II – Declarada a insolvência da Ré/reconvinte em que se discutem interesses patrimoniais da massa, os autos não mais podem prosseguir com a Ré, aqui então representada pelos seus administradores, havendo que ser substituída pelo administrador de insolvência.

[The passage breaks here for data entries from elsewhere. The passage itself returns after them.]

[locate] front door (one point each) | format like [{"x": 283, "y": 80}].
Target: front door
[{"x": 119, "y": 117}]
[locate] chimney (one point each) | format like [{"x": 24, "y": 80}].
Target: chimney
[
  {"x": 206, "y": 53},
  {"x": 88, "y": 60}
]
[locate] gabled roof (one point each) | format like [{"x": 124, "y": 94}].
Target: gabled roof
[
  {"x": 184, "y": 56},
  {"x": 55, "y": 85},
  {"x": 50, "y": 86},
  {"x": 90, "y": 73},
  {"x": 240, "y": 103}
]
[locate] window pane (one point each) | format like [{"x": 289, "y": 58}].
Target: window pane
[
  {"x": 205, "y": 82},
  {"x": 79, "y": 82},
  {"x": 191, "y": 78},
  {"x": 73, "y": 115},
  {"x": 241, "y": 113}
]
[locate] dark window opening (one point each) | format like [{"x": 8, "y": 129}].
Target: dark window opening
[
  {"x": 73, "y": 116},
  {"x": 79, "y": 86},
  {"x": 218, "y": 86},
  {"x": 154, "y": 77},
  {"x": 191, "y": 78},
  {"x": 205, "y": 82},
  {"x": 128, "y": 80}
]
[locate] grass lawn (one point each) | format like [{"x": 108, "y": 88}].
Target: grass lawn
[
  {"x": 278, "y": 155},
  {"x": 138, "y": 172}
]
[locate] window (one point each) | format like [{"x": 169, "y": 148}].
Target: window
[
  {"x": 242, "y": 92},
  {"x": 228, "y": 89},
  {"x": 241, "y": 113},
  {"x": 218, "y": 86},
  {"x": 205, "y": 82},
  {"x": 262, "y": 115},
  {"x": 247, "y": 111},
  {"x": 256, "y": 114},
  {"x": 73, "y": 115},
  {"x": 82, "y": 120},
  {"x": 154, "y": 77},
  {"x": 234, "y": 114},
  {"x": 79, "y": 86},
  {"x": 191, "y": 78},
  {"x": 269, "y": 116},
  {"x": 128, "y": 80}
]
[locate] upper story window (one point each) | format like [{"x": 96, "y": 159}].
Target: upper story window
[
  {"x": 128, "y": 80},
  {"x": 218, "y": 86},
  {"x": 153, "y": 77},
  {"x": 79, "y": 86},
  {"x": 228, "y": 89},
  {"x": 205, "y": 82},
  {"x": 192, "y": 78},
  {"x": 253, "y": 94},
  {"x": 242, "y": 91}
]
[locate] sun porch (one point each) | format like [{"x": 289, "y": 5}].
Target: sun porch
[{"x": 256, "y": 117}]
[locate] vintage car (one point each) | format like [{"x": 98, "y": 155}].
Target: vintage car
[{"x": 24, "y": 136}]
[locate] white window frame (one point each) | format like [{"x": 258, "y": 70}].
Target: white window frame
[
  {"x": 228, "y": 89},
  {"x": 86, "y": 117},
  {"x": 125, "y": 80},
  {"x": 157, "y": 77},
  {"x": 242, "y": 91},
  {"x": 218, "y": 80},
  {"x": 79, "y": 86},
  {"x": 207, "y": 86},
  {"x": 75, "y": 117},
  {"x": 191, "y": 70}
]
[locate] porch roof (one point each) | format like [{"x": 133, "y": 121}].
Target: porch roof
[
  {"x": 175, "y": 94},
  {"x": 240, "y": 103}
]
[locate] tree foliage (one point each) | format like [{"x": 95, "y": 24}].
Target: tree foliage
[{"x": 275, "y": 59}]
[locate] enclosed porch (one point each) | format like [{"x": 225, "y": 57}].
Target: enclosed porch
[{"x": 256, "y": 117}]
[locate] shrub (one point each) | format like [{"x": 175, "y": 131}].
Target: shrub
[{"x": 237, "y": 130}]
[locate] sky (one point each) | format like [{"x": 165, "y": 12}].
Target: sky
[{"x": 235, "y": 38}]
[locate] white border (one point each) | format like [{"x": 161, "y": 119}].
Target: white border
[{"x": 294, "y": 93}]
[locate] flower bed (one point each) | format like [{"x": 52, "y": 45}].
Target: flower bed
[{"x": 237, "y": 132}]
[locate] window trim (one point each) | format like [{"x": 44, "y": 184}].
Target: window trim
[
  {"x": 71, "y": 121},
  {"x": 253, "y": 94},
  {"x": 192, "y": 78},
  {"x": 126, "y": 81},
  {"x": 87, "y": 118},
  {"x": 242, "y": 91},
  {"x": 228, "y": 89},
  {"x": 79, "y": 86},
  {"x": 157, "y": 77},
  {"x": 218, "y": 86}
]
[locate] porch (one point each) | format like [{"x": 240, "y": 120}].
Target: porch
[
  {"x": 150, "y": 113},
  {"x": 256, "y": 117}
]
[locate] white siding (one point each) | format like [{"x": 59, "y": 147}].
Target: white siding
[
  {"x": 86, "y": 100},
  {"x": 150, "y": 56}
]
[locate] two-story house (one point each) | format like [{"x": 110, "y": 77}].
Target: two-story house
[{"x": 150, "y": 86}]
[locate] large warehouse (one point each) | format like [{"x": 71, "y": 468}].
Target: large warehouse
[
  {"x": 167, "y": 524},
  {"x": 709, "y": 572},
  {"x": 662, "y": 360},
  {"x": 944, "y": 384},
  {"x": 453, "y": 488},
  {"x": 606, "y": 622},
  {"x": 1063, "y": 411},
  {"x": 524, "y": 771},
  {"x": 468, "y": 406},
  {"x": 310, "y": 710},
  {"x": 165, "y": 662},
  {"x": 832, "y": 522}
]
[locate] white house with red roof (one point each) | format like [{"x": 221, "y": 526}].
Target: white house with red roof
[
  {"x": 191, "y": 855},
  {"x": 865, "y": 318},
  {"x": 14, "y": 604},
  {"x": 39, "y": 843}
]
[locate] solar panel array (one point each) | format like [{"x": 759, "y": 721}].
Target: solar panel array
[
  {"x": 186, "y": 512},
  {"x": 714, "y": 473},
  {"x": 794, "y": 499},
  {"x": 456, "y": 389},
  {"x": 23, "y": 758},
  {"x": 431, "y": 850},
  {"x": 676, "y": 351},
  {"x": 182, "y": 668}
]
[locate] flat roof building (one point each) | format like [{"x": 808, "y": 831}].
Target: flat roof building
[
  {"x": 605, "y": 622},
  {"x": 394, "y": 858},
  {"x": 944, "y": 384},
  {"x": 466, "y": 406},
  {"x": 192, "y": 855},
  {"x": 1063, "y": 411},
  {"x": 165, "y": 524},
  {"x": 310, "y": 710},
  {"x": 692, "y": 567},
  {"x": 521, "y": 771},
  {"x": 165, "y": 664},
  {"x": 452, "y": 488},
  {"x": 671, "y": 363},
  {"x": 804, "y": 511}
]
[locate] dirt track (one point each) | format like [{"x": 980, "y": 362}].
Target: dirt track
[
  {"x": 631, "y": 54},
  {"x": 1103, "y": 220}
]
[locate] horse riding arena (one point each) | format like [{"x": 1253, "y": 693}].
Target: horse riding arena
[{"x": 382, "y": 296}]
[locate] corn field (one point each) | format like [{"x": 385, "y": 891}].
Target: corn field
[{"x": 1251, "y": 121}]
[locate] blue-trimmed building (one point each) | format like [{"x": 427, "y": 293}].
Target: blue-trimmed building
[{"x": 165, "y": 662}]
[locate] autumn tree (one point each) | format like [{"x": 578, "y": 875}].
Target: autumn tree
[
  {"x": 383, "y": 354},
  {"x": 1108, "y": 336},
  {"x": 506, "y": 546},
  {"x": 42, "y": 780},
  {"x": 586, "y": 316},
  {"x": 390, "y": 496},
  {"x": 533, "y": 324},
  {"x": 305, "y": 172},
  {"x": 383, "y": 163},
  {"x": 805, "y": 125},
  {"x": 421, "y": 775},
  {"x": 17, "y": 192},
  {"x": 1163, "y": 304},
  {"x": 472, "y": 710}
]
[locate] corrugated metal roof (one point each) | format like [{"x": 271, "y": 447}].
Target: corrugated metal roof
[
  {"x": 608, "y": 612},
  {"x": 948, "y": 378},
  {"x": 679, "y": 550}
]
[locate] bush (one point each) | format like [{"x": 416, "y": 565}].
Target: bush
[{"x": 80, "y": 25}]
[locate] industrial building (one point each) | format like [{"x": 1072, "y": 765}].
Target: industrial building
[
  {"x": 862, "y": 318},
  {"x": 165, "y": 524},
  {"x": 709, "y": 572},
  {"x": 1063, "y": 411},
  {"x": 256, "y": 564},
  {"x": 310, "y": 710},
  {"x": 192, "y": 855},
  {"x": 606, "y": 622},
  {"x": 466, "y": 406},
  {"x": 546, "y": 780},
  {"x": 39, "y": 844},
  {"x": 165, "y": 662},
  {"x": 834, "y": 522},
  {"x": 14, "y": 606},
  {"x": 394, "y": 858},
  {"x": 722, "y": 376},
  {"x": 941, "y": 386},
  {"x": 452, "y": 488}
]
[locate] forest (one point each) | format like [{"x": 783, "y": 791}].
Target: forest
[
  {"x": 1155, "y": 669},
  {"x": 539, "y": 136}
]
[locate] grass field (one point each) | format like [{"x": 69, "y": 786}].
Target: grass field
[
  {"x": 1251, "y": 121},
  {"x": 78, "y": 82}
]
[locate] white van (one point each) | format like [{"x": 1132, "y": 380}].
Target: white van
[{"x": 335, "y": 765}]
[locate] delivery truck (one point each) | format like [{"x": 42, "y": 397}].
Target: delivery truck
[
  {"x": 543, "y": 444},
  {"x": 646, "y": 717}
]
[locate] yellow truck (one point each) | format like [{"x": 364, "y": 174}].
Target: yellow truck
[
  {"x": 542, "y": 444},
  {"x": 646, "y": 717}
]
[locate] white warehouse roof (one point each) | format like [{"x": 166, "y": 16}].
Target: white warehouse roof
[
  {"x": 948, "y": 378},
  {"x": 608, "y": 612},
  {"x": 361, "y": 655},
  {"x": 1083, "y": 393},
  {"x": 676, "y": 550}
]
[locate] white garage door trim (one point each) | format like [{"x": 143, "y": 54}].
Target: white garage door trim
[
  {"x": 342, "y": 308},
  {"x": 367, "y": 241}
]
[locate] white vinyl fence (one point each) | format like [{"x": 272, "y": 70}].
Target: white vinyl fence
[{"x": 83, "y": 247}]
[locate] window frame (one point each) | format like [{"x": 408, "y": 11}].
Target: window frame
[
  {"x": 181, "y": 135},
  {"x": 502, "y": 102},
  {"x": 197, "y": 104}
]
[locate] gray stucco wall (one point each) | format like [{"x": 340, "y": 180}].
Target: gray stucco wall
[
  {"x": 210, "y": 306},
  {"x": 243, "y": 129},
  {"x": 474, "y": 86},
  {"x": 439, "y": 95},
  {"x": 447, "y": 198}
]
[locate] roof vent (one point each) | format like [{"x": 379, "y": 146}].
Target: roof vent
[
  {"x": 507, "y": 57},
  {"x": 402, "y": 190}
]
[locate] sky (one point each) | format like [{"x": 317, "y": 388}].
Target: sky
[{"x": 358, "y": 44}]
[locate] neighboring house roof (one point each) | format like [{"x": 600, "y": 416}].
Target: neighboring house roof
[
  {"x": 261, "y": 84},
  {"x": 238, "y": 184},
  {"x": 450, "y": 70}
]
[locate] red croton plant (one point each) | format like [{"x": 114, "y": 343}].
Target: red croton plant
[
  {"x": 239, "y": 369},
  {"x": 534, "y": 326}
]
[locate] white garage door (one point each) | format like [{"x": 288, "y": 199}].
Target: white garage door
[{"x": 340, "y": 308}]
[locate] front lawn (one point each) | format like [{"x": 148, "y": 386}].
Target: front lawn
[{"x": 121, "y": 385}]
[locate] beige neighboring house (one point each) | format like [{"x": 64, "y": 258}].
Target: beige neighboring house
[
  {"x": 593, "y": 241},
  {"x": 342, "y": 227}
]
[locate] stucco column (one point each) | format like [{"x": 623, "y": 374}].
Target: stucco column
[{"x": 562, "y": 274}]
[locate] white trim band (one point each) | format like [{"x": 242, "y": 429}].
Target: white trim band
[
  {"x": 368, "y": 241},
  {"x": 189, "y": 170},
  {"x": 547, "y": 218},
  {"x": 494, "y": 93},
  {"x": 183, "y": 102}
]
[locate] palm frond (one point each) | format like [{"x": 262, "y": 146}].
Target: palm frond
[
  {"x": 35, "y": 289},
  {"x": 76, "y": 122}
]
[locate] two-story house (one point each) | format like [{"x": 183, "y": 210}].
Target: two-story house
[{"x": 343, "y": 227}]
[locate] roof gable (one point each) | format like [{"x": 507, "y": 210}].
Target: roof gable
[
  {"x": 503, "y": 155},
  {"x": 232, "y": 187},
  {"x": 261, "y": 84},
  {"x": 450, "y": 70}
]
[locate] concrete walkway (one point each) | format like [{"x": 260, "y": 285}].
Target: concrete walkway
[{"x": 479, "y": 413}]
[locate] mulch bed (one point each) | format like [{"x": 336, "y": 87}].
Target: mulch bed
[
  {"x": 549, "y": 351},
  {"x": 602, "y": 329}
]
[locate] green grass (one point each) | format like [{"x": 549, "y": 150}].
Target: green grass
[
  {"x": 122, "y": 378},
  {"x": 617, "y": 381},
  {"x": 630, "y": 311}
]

III – Levantando-se nos autos a questão dos efeitos da declaração de insolvência sobre o destino da ação/reconvenção, o administrador de insolvência deve ser ouvido previamente sobre a mesma, devendo ser notificado para tal efeito, sob pena de nulidade da decisão que sobre ela incida, por preterição do princípio do contraditório previsto no n.º 3 do art. 3.º do CPC.